Parallel Pip install
Question:
Our Django project is getting huge. We have hundreds of apps and use a ton of 3rd party python packages, many of which need to have C compiled. Our deployments are taking a long time when we need to create a new virtual environment for major releases. With that said, I’m looking to speed things up, starting with Pip. Does anyone know of a fork of Pip that will install packages in parallel?
Steps I’ve taken so far:
-
I’ve looked for a project that does just this with little success. I did find this Github Gist: https://gist.github.com/1971720 but the results are almost exactly the same as our single threaded friend.
-
I then found the Pip project on Github and started looking through the network of forks to see if I could find any commits that mentioned doing what I’m trying to do.
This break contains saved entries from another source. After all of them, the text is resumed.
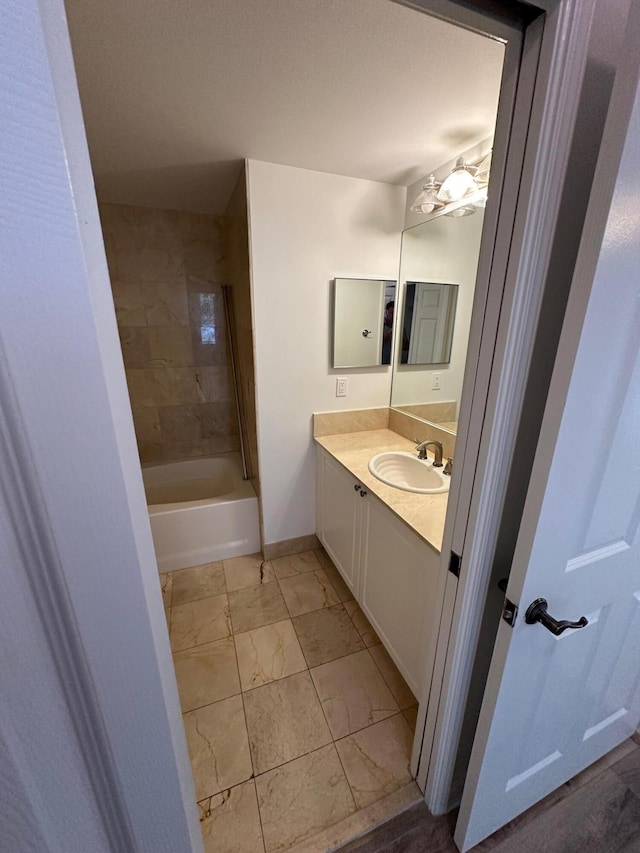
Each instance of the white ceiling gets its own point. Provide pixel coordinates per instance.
(176, 94)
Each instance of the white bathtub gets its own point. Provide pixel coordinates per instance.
(201, 510)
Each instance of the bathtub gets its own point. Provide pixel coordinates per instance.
(201, 510)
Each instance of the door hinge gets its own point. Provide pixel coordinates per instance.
(454, 564)
(509, 612)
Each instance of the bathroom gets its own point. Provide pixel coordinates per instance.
(280, 236)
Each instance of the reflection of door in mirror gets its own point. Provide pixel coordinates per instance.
(361, 327)
(438, 266)
(429, 314)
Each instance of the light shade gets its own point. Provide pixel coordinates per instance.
(427, 199)
(484, 168)
(465, 210)
(458, 183)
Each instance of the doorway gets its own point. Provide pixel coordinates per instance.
(475, 388)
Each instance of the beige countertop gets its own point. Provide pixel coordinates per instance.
(423, 513)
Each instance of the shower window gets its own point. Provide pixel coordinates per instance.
(207, 318)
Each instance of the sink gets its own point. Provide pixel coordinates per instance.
(406, 471)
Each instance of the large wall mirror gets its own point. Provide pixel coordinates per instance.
(363, 321)
(438, 265)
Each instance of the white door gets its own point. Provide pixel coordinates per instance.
(429, 324)
(555, 704)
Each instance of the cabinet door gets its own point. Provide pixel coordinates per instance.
(338, 516)
(399, 586)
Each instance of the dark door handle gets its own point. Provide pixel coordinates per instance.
(537, 612)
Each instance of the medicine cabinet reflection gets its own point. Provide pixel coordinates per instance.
(363, 311)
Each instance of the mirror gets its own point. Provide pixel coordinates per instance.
(363, 314)
(427, 322)
(438, 264)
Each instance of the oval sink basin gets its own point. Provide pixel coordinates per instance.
(406, 471)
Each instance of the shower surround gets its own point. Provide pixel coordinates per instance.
(166, 270)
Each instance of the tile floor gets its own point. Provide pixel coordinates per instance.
(295, 715)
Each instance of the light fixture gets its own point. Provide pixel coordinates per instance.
(484, 167)
(427, 200)
(465, 210)
(458, 183)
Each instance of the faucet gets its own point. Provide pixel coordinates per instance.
(422, 452)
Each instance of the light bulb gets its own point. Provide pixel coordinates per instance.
(457, 184)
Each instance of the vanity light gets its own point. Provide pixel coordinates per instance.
(484, 168)
(458, 183)
(427, 200)
(465, 210)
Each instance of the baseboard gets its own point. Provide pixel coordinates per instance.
(286, 547)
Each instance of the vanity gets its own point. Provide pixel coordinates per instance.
(385, 543)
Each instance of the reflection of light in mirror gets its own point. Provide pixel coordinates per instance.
(207, 318)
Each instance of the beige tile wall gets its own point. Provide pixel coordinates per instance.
(236, 242)
(160, 262)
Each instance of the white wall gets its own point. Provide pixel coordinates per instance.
(444, 250)
(90, 722)
(307, 228)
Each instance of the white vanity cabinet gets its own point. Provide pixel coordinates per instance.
(339, 507)
(391, 571)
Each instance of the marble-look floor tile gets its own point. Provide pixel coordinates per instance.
(301, 798)
(256, 606)
(296, 564)
(198, 582)
(411, 716)
(243, 572)
(353, 693)
(166, 585)
(199, 622)
(395, 682)
(307, 592)
(335, 579)
(267, 654)
(230, 821)
(327, 634)
(206, 673)
(284, 720)
(218, 746)
(369, 636)
(376, 759)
It’s a mess in there. I will fork it and try to parallelize it myself if I have to, I just want to avoid spending time doing that.
-
I saw a talk at DjangoCon 2011 from ep.io explaining their deployment stuff and they mention parallelizing pip, shipping .so files instead of compiling C and mirroring Pypi, but they didn’t touch on how they did it or what they used.
Answers:
Have you analyzed the deployment process to see where the time really goes? It surprises me that running multiple parallel pip processes does not speed it up much.
If the time goes to querying PyPI and finding the packages (in particular when you also download from Github and other sources) then it may be beneficial to set up your own PyPI. You can host PyPI yourself and add the following to your requirements.txt
file (docs):
--extra-index-url YOUR_URL_HERE
or the following if you wish to replace the official PyPI altogether:
--index-url YOUR_URL_HERE
This may speed up download times as all packages are now found on a nearby machine.
A lot of time also goes into compiling packages with C code, such as PIL. If this turns out to be the bottleneck then it’s worth looking into compiling code in multiple processes. You may even be able to share compiled binaries between your machines (but many things would need to be similar, such as operating system, CPU word length, et cetera)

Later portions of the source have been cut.